Secrets then and now

‘The Hidden Life of Aster Kelly’ involves decisions that affect characters down the road.


We’ve gotten so accustomed to broadcasting the details of our lives across various social media platforms that it’s getting hard to recall that our private lives were once indeed private, by design and by necessity. Katherine A. Sherbrooke’s engrossing new novel, “The Hidden Life of Aster Kelly,” takes place during a time when scandals could destroy lives rather than make careers.

This was perhaps especially the case in the heyday of Hollywood, when artifice became reality and images were managed.

“The Hidden Life of Aster Kelly” begins in Los Angeles. The year is 1948, and Aster Kelly has traveled across the country to begin her career as a fashion designer, or so she hopes. She mentors with, and models for, the famous Hollywood couturier Fernando Tivoli, and her Lauren Bacall–like physique gets her noticed, but not for her talent as a designer. As she tells the son of a top Hollywood studio executive whom she meets while modeling and becomes romantically involved with, “I want to be known for being good at something.” His reply: “From what little I saw today, you are already very good at something.”

It’s difficult to know how much to reveal about this book. As the title indicates, there will be secrets aplenty, and complications, ethical quandaries, surprise revelations, coverups, and plot twists.

The book takes place in four locations during two time periods.

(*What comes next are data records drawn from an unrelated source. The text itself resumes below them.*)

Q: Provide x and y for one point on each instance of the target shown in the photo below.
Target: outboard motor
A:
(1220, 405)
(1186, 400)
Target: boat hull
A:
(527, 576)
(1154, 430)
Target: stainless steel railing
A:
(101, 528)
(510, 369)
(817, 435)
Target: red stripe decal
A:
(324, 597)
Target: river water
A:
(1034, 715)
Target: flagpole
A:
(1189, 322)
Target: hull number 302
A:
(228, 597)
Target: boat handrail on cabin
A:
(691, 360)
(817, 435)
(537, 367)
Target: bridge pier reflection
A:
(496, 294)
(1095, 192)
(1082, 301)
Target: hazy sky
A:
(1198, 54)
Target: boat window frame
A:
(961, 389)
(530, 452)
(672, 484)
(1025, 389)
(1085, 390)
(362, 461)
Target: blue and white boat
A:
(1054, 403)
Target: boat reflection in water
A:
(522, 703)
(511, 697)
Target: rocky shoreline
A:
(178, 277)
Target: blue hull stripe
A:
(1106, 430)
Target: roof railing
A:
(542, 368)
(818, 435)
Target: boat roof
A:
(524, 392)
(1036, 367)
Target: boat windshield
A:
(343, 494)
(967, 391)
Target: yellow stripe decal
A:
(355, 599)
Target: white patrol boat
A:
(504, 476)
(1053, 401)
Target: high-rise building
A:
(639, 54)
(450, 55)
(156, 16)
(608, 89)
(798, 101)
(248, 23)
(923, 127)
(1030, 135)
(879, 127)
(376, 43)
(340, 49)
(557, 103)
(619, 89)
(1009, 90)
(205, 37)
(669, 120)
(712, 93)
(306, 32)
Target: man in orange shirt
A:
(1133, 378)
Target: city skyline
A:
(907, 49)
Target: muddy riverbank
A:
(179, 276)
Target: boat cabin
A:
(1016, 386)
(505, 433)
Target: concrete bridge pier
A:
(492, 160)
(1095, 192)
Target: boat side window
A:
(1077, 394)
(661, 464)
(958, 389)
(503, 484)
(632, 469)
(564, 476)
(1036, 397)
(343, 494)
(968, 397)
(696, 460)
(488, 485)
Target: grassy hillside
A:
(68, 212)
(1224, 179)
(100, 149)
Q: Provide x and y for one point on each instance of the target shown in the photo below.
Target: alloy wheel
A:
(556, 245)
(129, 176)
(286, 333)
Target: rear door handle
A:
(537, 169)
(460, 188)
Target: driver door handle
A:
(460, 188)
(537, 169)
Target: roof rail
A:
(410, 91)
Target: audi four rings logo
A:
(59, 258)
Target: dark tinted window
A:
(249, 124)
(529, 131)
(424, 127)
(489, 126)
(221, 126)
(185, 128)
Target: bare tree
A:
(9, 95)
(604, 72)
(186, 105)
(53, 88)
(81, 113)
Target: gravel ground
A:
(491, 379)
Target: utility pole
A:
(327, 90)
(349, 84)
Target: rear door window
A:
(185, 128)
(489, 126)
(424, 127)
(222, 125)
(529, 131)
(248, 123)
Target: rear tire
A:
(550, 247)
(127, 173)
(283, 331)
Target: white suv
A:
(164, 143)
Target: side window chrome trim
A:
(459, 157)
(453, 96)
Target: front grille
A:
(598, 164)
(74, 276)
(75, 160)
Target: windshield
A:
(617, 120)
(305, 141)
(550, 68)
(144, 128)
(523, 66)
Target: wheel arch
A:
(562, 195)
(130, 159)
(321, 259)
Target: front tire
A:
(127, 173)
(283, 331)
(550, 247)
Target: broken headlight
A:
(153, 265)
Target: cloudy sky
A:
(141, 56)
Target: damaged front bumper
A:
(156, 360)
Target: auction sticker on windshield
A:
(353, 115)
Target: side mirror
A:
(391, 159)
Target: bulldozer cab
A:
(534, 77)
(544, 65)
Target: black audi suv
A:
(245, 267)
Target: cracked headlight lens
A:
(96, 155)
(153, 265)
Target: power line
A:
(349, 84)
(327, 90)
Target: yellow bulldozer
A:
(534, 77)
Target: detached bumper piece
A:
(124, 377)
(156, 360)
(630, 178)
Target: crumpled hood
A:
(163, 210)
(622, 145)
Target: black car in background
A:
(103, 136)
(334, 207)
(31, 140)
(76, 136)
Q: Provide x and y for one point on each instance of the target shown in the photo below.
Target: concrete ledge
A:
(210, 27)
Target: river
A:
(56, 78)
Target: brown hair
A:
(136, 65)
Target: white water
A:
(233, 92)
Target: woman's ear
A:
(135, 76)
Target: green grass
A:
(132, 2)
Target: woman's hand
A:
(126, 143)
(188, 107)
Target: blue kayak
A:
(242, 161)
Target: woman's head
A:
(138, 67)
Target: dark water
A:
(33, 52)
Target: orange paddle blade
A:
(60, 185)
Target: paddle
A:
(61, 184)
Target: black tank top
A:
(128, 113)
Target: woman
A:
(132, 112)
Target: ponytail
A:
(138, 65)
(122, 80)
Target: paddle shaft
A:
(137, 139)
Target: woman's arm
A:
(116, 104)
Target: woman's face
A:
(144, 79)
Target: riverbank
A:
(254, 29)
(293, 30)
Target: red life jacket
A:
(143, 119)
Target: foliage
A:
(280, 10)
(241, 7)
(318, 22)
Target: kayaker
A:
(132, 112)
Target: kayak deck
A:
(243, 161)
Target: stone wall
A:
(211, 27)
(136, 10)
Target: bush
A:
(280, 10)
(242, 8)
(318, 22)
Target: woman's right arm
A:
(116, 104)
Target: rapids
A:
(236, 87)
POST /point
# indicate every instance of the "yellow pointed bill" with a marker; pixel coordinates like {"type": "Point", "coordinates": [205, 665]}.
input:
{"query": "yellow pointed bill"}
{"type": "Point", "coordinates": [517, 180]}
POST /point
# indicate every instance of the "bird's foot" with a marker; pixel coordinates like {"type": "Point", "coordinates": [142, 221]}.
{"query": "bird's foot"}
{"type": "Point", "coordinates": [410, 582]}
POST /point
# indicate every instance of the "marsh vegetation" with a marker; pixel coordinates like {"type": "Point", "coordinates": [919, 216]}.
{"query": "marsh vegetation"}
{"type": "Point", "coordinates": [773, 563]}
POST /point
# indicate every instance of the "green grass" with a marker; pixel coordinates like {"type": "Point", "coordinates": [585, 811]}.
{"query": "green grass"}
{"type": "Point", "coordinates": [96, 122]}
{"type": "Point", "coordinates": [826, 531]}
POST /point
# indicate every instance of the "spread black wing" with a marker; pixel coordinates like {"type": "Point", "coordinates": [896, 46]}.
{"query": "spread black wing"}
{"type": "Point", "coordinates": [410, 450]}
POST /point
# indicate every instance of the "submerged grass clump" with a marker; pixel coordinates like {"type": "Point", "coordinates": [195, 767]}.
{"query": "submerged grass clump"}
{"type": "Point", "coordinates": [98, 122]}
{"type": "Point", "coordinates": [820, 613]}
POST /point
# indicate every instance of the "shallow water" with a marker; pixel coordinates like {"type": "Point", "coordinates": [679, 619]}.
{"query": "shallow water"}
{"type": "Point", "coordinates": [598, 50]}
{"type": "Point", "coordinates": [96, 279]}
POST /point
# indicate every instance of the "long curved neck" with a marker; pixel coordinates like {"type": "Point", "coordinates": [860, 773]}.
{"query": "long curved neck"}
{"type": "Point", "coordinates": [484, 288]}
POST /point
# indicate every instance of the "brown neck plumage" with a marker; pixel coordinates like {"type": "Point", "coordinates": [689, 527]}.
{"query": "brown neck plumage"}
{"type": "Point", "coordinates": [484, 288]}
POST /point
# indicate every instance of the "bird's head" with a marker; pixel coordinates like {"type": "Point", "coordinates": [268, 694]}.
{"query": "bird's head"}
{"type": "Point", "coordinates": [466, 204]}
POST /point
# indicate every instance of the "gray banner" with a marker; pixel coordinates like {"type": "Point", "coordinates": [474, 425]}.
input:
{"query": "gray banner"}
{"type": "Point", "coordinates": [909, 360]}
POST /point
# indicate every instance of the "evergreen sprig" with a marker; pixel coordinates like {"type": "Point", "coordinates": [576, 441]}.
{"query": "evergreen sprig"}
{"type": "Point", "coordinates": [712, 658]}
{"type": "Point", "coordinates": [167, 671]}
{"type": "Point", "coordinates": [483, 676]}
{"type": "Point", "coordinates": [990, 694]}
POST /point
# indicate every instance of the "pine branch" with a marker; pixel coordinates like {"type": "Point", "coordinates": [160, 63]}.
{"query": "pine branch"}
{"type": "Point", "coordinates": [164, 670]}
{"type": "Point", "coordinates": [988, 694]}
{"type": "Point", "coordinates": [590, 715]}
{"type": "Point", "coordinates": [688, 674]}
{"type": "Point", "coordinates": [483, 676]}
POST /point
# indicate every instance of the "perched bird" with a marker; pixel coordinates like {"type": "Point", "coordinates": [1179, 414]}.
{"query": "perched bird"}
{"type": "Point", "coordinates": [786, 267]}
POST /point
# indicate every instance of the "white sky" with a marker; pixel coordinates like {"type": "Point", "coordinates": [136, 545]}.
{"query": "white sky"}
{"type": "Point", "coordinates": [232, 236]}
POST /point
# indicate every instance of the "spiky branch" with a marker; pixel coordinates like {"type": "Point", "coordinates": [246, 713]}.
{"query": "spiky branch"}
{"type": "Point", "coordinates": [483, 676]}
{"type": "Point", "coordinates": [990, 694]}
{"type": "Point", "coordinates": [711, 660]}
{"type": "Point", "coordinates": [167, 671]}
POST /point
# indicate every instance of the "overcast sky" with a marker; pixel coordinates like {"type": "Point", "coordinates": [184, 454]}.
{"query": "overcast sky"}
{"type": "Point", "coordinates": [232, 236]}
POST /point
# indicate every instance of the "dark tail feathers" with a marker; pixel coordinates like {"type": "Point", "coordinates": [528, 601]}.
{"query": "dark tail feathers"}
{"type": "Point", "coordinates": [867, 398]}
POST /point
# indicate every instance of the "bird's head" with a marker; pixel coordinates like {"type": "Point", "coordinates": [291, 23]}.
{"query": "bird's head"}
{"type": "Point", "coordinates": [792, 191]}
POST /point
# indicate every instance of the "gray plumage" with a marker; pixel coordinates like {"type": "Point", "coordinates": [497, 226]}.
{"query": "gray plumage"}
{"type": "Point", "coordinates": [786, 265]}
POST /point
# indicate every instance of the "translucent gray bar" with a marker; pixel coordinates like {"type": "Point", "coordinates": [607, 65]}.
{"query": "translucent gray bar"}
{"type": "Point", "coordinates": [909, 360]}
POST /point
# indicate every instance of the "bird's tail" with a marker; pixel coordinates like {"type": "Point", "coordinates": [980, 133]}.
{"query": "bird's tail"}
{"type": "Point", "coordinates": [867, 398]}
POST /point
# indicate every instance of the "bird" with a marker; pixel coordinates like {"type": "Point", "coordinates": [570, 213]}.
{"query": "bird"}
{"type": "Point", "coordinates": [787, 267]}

Hollywood in 1948, and New York, San Francisco, and Martha’s Vineyard in 1975. (It seems like more and more literary characters are heading to the Island these days.)

Sherbrooke masterfully captures the essence, time, and places she writes about. In the 1970s section of the book, we meet Aster’s daughter, Lissy, who is a Vassar graduate, an aspiring stage actress auditioning for Broadway shows — which includes a show readers will identify as “A Chorus Line” — a working waitress who shares a studio apartment with her best friend, and a young woman who — I don’t want to finish this sentence for fear of revealing too much.

Having grown up in New York City in the ’70s, I can attest to the authenticity of her descriptions and the lives her young characters are leading.

“The walls of steam pouring out of manhole covers on every street, smelling of dirty water and hot pretzels.” Yes, indeed!

In a recent email exchange, Sherbrooke, who grew up near the city, wrote, “I have vivid memories as a kid of loving Broadway (inside the theater) and being completely terrified by the state of the streets outside. I did mostly visual research (old photographs, vintage magazines) to validate my childhood memories and fill in some of the murkier details.”

And as Vineyard insiders, we get the joke when Aster tries to track down a former boyfriend and learns that he’s moved to Martha’s Vineyard.

“‘Martha’s Vineyard?’” Aster tried to place it.

“‘I know, I was surprised too. A young single man headed to an island like that? Felt kind of crazy to me, but there you have it.’”

Sherbrooke’s previous novel, “Leaving Coy’s Hill” is the story of often overlooked suffragette, feminist, and abolitionist Lucy Stone. Her new novel is more personal. Sherbrooke explained, “I was struck throughout my life by the burden some of my mother’s choices as a very young woman seemed to have on her. Although she experienced a period in her life as a runway model in Hollywood that could be construed (from the outside anyway) as very glamorous, she said she preferred to pretend that time in her life ‘had never happened.’ That left a big open question for me. What happened and why? Aster’s story is one entirely fictional answer to that question.”

Sherbrooke had to do considerable research for both books, but unlike in “Leaving Coy’s Hill,” the research for her new novel filled in the gaps instead of creating the story. As Sherbrooke explained, “Given that ‘Leaving Coy’s Hill’ sticks closely to the real life of its protagonist, Lucy Stone, my process started with research. I read about Lucy and the political environment of America in the mid-1800s for a solid year before honing in on the story and starting to write. For this book, the story came first, and then I did research to paint each scene as authentically as I could. ‘Aster Kelly’ is also different in that I have two main characters, and the novel alternates between the ’40s and the ’70s, so figuring out the structure of how to weave the two stories together was a particular challenge. I wrote Aster’s and Lissy’s stories separately, and it was during revision that I figured out how to braid them, and in so doing, was able to dig deeper into how each woman’s story is in conversation with the other.”

“The Hidden Life of Aster Kelly,” by Katherine A. Sherbrooke, is available locally at Edgartown Books and Bunch of Grapes bookstore. Whether you’re on the Vineyard or off, we encourage you to support your local bookstore.